On top of the internal machinations of his own backbench MPs seeking his removal, Mr Johnson also faces two upcoming electoral tests on 23 June – with by-elections being held in seats vacated by former Tory MPs in controversial circumstances.
The first is in the marginal West Yorkshire constituency of Wakefield to replace Imran Ahmad Khan, who was jailed for sexually assaulting a teenage boy.
The second is in the safe-seat of Tiverton and Honiton in Devon, after Neil Parish stood down after admitting to twice watching pornography in the House of Commons.
Ahead of these votes, this week Mr Johnson is expected to make a speech on housing policy in an attempt to focus attention on his government’s agenda.
How does a confidence vote work?
Under Conservative Party rules, for a leadership ballot to take place 15% of the parliamentary party – currently 54 MPs – must write letters to the chair of the backbench 1922 Committee saying they no longer support the PM.
It is not known how many MPs have submitted one so far to the current chairman, Sir Graham Brady.
This is because he is notoriously discreet about what the tally of letters is at any given time.
If a vote is called, a majority of Tory MPs must vote against their leader for them to be removed, which would mean in the current Parliament the rebellious MPs would need to get 180 votes in total to succeed in removing Mr Johnson.
A Conservative leader who survives a confidence vote is safe from any further challenge for a year.
Pressure on Mr Johnson to resign has been increasing since allegations emerged of parties taking place inside Downing Street while coronavirus restrictions were still in place.
Last month, an investigation published by senior civil servant Sue Gray revealed widespread Covid rule-breaking had taken place, with staff throwing up, getting into altercations and being rude to security staff at parties.
Ms Gray’s report followed a months-long Metropolitan Police investigation which ended in 126 fines being issued to Downing Street staff, including to the PM and Chancellor Rishi Sunak for attending a birthday party in No 10 for Mr Johnson’s birthday.
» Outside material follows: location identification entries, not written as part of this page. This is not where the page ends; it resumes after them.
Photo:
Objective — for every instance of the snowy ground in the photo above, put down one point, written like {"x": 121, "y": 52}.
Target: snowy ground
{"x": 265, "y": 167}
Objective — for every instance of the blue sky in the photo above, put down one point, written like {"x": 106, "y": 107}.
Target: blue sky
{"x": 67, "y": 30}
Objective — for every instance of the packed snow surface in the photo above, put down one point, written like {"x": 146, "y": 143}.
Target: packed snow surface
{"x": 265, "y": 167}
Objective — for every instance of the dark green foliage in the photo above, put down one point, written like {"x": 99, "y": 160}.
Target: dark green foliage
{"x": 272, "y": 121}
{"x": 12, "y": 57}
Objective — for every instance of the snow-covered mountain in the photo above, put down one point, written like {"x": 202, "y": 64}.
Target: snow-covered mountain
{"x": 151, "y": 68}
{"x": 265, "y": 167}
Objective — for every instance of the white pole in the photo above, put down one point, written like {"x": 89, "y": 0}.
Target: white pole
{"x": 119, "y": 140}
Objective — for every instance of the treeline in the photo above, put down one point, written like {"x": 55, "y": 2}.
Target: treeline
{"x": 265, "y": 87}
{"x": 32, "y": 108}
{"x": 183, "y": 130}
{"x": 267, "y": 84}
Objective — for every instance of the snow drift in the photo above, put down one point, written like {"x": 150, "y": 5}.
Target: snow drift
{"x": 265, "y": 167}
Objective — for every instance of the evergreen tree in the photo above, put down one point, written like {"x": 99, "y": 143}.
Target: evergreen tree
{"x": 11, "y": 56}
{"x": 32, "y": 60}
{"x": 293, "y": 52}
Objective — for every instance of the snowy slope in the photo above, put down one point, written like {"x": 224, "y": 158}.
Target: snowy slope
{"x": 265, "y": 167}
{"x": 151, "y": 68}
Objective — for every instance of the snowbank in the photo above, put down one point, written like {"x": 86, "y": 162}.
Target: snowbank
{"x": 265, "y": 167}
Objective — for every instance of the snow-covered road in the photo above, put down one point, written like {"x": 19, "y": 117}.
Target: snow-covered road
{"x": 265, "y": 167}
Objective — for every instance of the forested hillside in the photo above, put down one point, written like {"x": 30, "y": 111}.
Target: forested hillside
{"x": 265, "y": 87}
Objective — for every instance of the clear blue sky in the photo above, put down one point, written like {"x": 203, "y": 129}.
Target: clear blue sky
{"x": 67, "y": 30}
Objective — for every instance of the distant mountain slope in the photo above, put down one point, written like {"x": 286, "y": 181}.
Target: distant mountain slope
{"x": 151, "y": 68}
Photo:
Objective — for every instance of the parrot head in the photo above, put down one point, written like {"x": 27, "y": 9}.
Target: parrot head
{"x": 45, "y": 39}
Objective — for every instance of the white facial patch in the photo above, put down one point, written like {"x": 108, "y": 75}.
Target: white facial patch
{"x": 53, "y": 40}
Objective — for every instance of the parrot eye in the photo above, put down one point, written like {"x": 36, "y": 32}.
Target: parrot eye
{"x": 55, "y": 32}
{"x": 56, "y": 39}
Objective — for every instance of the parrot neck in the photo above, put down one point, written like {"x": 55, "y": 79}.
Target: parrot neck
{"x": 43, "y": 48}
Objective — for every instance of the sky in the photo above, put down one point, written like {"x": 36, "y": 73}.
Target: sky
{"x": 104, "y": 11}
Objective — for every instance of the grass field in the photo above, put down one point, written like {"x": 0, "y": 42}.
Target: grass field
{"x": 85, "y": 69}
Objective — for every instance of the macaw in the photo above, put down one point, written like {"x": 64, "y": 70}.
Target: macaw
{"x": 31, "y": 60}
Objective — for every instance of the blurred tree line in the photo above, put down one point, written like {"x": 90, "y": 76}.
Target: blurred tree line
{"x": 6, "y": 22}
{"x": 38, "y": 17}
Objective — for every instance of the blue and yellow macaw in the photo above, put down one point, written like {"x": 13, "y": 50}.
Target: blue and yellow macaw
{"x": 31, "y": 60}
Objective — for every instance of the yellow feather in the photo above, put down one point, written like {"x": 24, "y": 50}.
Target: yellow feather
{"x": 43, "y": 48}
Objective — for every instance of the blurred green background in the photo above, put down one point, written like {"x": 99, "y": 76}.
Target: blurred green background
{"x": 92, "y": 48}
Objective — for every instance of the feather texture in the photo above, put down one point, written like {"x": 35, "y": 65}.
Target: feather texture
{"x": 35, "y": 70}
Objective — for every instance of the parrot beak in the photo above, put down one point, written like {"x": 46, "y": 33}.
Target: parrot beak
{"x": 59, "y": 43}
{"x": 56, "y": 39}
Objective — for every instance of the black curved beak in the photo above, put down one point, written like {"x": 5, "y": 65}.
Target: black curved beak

The prime minister is also facing a parliamentary investigation over whether he misled MPs when he told the House of Commons that no parties took place and Covid rules were followed at all times in Downing Street.
Mr Scully said he did not believe that his leader had “wilfully misled parliament”, but did express frustration over “the way that we as a government have handled this issue.”
He said: “It should have been actually dealt with before Christmas. That was one of the things I regret, that it has stretched out for so long.”